La procédure judiciaire actuelle peut être longue et coûteuse. Or l’accumulation des impayés de charges devient de plus en plus difficile à régulariser pour le copropriétaire défaillant et contribue à la dégradation rapide de la copropriété.
Le paiement des charges de copropriété est indispensable au bon fonctionnement et à la préservation de l’immeuble.
Il est donc proposé d’instituer une procédure plus rapide visant à favoriser une prise en charge le plus en amont possible de la situation d’impayé dès lors que le procès-verbal d’assemblée générale appelant les charges n’a pas été contesté dans les délais légaux.
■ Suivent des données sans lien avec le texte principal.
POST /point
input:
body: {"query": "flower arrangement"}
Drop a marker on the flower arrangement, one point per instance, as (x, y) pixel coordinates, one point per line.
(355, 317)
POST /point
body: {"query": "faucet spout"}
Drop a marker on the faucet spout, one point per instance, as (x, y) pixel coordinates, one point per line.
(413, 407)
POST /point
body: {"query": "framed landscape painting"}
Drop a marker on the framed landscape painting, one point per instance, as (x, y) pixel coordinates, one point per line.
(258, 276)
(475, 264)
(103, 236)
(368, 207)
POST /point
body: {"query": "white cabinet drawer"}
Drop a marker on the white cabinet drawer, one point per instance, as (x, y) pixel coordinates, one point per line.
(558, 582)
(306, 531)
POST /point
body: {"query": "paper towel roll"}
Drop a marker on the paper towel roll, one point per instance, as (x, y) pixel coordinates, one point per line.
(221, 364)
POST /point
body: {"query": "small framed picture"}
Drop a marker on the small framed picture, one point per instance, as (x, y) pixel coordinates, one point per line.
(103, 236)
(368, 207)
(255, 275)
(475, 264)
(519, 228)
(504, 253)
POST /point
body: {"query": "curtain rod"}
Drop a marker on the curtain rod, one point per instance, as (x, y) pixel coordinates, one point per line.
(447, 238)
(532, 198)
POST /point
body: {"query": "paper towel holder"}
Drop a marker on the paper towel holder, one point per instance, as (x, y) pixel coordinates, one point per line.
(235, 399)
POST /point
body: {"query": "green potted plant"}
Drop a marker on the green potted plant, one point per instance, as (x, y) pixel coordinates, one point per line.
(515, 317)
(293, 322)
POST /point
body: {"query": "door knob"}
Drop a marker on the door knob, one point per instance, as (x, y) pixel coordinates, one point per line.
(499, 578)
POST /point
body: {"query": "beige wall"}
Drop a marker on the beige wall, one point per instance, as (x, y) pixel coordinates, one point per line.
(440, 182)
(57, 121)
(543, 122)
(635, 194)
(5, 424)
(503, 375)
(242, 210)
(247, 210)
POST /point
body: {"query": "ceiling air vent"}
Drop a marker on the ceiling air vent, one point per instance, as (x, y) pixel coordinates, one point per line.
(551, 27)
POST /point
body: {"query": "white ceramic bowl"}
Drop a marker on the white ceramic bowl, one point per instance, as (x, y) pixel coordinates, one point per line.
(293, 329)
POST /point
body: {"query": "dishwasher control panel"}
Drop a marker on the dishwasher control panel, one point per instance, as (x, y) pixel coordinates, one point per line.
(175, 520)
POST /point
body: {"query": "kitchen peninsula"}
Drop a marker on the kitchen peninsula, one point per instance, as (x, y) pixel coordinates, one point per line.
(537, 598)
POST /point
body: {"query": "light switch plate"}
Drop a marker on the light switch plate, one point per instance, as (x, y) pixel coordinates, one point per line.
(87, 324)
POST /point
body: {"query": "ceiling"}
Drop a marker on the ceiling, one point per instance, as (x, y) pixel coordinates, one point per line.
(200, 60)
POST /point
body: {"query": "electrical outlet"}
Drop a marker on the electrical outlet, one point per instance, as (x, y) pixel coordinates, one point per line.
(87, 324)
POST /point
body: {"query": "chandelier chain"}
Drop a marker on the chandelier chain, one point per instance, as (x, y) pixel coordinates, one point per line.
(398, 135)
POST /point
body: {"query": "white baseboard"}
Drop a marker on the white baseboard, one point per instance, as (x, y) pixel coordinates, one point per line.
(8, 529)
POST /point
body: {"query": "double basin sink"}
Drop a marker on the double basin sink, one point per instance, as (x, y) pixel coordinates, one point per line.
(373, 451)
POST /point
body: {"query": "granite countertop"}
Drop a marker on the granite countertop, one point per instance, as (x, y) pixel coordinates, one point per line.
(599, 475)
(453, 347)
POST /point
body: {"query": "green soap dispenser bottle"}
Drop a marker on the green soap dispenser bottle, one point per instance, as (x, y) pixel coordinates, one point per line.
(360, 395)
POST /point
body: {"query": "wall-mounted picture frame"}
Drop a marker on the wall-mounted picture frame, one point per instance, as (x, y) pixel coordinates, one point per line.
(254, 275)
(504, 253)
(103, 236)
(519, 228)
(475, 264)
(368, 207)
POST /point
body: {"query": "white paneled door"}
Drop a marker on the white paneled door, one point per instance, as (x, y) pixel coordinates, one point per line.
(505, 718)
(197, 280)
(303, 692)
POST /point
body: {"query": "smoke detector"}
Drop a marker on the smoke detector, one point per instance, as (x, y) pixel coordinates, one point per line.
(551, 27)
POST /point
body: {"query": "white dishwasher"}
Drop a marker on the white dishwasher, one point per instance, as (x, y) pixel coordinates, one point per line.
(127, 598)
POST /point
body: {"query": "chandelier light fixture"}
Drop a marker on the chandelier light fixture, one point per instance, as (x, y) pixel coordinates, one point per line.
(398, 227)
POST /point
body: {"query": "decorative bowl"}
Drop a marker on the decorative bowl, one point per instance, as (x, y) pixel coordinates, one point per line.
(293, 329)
La procédure serait la suivante :
- Signification, à la demande du syndic de copropriétés, d’un commandement de payer dans un délai d’un mois les charges au copropriétaire défaillant
- Ce délai d’un mois permet au copropriétaire visé :
- Soit de régler les sommes dues intégralement
- Soit de contester et saisir le Tribunal judiciaire
- Soit de demander un aménagement du règlement dans le cadre d’une phase de médiation dirigée par le commissaire de justice
- En cas de silence du débiteur dans le délai d’un mois, le commissaire de justice pourrait constater la non-contestation et délivrer un titre exécutoire, comme en matière de chèque impayé.
Les avantages attendus sont ainsi :
- Une accélération du recouvrement des charges de copropriété
- Une réduction du contentieux devant les tribunaux et un allègement des juridictions
- Une préservation de l’équilibre financier des copropriétés
- Une incitation au règlement amiable des dettes.
[1] https://www.insee.fr/fr/statistiques/8640662
[2] Rapport n° 278 (2022-2023), p. 46.
[3] https://www.catalannews.com/society-science/item/one-in-four-evictions-in-spain-take-place-in-catalonia
[4] https://www.nimblefins.co.uk/business-insurance/eviction-statistics
[5]https://www.marketscreener.com/quote/stock/DEUTSCHE-WOHNEN-SE-487040/news/Forced-evictions-on-the-rise-48594782/
[6]https://www.pressenza.com/it/2025/10/sfratto-italia-la-vera-priorita-sociale-e-lemergenza-abitativa/
[7] https://www.clcv.org/articles/observatoire-des-impayes-situation-dalerte-pour-les-locataires
[8] https://www.unpi.org/fr/1/21/1227/Squat-Une-inquietude-grandissante-chez-les-proprietaires.html
[9] https://www.justice.gouv.fr/sites/default/files/2023-10/Infos_rapides_justice_n8_squats.pdf
[10] https://www.senat.fr/rap/r23-736-1/r23-736-10.html#toc0
[11] Civ. 3ème, avis 13 juin 2024, pourvoi n° 24-70.002.